Though the company challenged the preliminary designation back in September, in some ways, it was years in the making. In the case of MetLife, the designation amounts more rejoining the group of SIFIs. The company previously was organized as a bank holding company, and went through the first several rounds of the Fed’s annual “stress tests,” dating back to the height of the financial crisis in early 2009.

However, there long have been questions about whether the bank-centric focus of the Fed’s Comprehensive Capital Analysis and Review test was appropriate for a company primarily engaged in the business of life insurance. These concerns reached a boiling point in 2012, when the company failed the stress test, as the Fed found that it did not have the minimum 8 percent total risk-based capital it estimated was necessary to withstand a stress scenario.

Largely in response to the MetLife scenario, Congress this year has been debating various versions of legislation to clarify that state-regulated insurers who are part of the same holding company as a depository institution, or that are subject to Fed supervision as a nonbank holding company, are not to be subject to the minimum leverage and minimum risk-based capital requirements established by federal banking regulators. Among other changes, the bill allows insurers who must report their financial results to federal banking regulators to do so using the Statutory Accounting Principles employed under state insurance law, rather than Generally Accepted Accounting Principles.

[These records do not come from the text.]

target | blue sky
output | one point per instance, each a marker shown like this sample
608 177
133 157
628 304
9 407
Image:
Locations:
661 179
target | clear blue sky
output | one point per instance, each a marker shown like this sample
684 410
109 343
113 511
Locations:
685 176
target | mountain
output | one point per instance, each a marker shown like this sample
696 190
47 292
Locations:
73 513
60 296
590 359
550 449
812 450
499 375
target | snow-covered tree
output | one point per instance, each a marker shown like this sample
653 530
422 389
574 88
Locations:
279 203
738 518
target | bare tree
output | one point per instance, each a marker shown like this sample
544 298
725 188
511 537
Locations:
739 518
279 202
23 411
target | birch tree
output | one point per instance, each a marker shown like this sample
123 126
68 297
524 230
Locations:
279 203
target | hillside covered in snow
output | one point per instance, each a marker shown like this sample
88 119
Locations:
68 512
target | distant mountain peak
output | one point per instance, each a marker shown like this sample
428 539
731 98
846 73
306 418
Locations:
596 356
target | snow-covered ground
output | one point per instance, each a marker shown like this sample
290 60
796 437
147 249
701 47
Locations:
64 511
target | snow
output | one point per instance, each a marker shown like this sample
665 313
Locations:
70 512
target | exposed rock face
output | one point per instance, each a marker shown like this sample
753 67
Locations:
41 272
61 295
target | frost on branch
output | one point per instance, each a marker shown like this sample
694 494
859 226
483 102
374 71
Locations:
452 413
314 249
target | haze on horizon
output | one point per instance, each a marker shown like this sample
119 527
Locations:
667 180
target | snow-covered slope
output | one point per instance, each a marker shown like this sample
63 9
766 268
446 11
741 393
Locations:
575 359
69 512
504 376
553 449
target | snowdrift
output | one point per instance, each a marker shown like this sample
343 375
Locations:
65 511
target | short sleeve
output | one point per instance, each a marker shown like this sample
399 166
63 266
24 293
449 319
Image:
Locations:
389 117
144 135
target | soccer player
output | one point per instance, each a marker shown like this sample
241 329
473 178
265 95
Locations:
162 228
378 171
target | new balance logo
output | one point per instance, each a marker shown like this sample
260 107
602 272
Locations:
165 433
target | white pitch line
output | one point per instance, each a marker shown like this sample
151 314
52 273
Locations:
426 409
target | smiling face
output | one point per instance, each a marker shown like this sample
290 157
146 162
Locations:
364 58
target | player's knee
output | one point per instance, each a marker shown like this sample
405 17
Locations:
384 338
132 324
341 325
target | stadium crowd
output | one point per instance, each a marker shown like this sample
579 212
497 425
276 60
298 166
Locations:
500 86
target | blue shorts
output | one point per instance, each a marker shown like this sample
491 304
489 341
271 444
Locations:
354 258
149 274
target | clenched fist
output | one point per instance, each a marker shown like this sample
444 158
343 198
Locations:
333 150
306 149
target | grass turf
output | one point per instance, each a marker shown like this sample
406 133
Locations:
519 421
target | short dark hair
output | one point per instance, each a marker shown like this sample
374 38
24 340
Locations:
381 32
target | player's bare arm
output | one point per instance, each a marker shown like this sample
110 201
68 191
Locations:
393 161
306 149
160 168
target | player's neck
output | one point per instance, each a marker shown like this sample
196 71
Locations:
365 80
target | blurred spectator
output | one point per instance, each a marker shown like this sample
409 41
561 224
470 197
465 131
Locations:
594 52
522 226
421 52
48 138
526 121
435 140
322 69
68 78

After much debate and procedural mire, Congress reported the S. 2270 version of the bill to the White House this week, which President Barack Obama signed on Dec. 18. The bill does not preclude FSOC’s designation of MetLife, Prudential and AIG, though it would conceivably alter how financial strength tests are applied to the companies going forward.

In a separate dissenting opinion, Woodall – the only voting member of FSOC with insurance experience, as Missouri Insurance Commissioner John Huff and Federal Insurance Office Director Michael McRaith are both non-voting members – criticized the FSOC analysis of MetLife, saying it presumed “that all current operations and activities are static without consideration of any dynamics or responses occurring before a presumed insolvency.”

Moreover, Woodall said the analysis was dismissive of the state-based regulatory regime that governs insurance and the willingness and ability of state regulators to act in advance of a potential insolvency. He added that the analysis relied on “implausible, contrived scenarios as well as failures to appreciate fundamental aspects of insurance and annuity products,” and that even in the unlikely case that the company or its major operating units did face a solvency crisis, it isn’t apparent that MetLife provides “any critical financial service or product for which substitutes are unavailable.”

I do share concerns about some of MetLife’s activities, particularly in the non-insurance and capital markets activities spheres, and in the resulting exposures identified and described in the Council’s Notice of Final Determination in the Company Overview and Exposure Transmission Channel sections. These activities might conceivably pose a threat to the U.S. financial stability under certain circumstances. It is these types of activities that should be fully evaluated under the Second Determination Standard, as opposed to the flawed Council analysis under the First Determination Standard.